Priests create network to attract US industry to Ireland

Trio have sent out over 100 letters, setting up links with 12 parishes in the US

Fr Shane Crombie has teamed up with parish administrator Tom Whelan and retired parish priest Fr Sean Heaney to establish a trans-Atlantic church-based network focusing on attracting American industry to Ireland. Photograph: Brenda Fitzsimons / The Irish Times

Fr Shane Crombie has teamed up with parish administrator Tom Whelan and retired parish priest Fr Sean Heaney to establish a trans-Atlantic church-based network focusing on attracting American industry to Ireland. Photograph: Brenda Fitzsimons / The Irish Times

 

Two priests and a parish administrator have spent the last year on a mission to spread the word.

The devout Tullamore trio - parish administrator Tom Whelan, curate Fr Shane Crombie and retired parish priest Fr Sean Heaney - have set about establishing a trans-Atlantic church-based network focusing on attracting American industry to Ireland.
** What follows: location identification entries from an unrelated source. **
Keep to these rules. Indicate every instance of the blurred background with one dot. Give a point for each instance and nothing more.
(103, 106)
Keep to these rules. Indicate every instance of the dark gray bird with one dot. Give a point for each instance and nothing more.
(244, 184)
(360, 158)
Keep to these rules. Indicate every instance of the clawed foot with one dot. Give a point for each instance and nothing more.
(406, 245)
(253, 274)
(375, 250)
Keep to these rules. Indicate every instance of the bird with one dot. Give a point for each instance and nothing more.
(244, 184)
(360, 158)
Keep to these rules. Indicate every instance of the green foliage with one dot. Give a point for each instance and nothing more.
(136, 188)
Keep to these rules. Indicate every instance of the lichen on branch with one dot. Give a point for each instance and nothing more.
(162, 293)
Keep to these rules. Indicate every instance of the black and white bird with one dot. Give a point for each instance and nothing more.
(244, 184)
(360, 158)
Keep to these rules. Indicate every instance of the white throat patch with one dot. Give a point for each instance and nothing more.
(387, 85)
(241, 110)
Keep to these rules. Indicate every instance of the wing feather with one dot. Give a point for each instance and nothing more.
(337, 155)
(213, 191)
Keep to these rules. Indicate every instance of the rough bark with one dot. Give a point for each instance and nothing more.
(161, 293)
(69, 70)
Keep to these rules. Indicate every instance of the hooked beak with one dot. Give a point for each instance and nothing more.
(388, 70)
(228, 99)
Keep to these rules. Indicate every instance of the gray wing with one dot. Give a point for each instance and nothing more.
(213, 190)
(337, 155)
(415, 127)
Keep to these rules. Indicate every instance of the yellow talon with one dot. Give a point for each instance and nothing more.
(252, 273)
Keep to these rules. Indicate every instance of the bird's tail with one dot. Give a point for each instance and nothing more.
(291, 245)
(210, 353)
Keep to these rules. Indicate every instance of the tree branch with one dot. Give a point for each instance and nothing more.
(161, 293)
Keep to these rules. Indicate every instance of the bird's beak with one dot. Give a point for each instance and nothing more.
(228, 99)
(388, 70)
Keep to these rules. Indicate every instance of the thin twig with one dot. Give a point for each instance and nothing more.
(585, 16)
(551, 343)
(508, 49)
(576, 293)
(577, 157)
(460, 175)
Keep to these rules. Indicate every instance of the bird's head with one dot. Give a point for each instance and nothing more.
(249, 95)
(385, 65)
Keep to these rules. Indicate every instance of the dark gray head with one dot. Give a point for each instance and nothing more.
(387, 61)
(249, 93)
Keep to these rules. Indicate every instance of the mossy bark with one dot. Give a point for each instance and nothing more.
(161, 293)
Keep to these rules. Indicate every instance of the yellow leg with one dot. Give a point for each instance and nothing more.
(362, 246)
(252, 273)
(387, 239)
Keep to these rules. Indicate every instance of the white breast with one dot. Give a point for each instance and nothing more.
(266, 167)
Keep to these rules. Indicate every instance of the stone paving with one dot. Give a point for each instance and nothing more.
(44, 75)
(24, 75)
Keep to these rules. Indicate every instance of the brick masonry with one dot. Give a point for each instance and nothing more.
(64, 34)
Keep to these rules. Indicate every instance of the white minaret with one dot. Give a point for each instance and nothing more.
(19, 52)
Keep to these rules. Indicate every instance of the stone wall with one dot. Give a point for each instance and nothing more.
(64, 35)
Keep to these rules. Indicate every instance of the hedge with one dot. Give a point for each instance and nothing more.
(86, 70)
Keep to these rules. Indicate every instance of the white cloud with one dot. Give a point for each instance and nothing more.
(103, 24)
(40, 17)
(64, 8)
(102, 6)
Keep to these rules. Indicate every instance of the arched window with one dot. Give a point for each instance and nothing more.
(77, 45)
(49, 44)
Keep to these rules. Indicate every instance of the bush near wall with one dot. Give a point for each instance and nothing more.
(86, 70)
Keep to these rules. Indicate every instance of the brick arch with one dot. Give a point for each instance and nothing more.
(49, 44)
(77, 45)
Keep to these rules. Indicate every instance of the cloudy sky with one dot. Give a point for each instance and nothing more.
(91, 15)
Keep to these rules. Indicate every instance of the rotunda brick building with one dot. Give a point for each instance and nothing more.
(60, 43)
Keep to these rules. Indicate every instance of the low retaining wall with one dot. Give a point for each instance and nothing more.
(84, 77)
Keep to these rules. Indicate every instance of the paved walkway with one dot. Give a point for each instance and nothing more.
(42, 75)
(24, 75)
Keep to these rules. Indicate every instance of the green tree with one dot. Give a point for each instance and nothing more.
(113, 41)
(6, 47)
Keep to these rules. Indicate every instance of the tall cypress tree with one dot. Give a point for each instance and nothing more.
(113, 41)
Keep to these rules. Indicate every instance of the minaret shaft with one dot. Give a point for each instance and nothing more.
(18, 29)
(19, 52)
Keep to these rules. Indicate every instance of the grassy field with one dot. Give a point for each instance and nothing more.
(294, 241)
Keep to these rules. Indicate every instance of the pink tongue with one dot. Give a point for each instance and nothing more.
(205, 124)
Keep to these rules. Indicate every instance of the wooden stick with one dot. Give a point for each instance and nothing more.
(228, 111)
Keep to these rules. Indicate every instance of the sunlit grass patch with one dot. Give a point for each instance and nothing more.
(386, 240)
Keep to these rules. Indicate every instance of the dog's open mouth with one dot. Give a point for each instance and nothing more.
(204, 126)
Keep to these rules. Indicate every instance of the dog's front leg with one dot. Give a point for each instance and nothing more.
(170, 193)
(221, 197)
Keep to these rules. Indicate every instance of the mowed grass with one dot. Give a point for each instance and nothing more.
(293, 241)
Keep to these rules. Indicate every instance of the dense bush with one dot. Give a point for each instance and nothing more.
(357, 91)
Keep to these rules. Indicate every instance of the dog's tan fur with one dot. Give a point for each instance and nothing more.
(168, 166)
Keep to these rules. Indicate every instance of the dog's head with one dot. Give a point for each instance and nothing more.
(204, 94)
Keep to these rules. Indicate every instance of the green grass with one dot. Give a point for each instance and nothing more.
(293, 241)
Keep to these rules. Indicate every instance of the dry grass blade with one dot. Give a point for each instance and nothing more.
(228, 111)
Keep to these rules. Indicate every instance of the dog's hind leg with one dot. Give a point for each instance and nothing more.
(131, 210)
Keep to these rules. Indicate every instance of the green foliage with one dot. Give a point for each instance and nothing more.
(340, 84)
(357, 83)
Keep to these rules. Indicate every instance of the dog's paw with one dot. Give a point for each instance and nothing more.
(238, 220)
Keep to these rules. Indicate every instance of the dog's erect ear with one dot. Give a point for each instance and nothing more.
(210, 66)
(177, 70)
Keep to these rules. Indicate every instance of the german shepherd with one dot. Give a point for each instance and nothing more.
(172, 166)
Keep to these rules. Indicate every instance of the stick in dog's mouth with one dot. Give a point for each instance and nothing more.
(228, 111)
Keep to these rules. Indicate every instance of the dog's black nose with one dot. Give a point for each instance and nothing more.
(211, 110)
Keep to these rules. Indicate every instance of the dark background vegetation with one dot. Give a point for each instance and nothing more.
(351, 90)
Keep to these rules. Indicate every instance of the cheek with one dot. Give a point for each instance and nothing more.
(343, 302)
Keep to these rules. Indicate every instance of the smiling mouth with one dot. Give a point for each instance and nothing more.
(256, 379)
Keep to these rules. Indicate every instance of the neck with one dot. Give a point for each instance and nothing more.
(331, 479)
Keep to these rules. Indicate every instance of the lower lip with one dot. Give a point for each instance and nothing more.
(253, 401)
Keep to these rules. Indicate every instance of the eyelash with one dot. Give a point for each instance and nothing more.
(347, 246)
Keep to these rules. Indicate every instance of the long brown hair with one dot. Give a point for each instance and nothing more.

From their base in Co Offaly, they have been busy writing to parishes and priests in an attempt to lure US companies here, with a particular focus on dioceses in Chicago, Boston, Arizona and California.

Their campaign was sparked last year following a visit to the town from a Connect Ireland representative in the wake of the hugely successful local “Gathering” events.

Connect Ireland - which was launched with the mandate to offer cash incentives to anyone successfully introducing companies to Ireland - is also stepping up its efforts this year. It is now rolling out its “community action plan” in which local authorities throughout the country have agreed to appoint dedicated liaison officials to manage local campaigns.

Currently over 100 companies are introduced here from abroad every month, and to date have come from 37 different countries.

As far as Fr Crombie is concerned, one of the best ready-built networks out there is the Catholic Church. Their motivation though is not money; it’s just the latest manifestation of the church helping out local communities, he says.

“It’s kind of a networking event in a parish setting. We have been making contact with parishes and asking them if they are aware of business people over there who are interested in setting up in Ireland. It’s a personal thing, parish to parish, but there is more than clergy involved.

“If you look back in Ireland, there are lots of priests and clergy who have always looked out for the good of their community. It’s spiritual but it’s also about people, and people’s lives are so important.”

So far, the trio have sent out over 100 letters, setting up links with 12 parishes in Boston and 16 across California, as well as others in Arizona and Chicago.

They insist they are just beginning and “feeling their way” through the process. They hope the network will eventually find companies to cross the Atlantic.

“There are 195 Catholic dioceses in the US, with over 17,000 parishes. We are just one; to make individual contact with them all would be an impossibility,” said Fr Crombie.

“We are not going to fix the economy or anything like that but we all have our part to play.”

The Connect Ireland initiative has so far led to the creation of more than 1,000 jobs.

Eight counties have benefitted and the organisation is now in advanced talks with 88 companies with an eye on a further 2,500 potential jobs.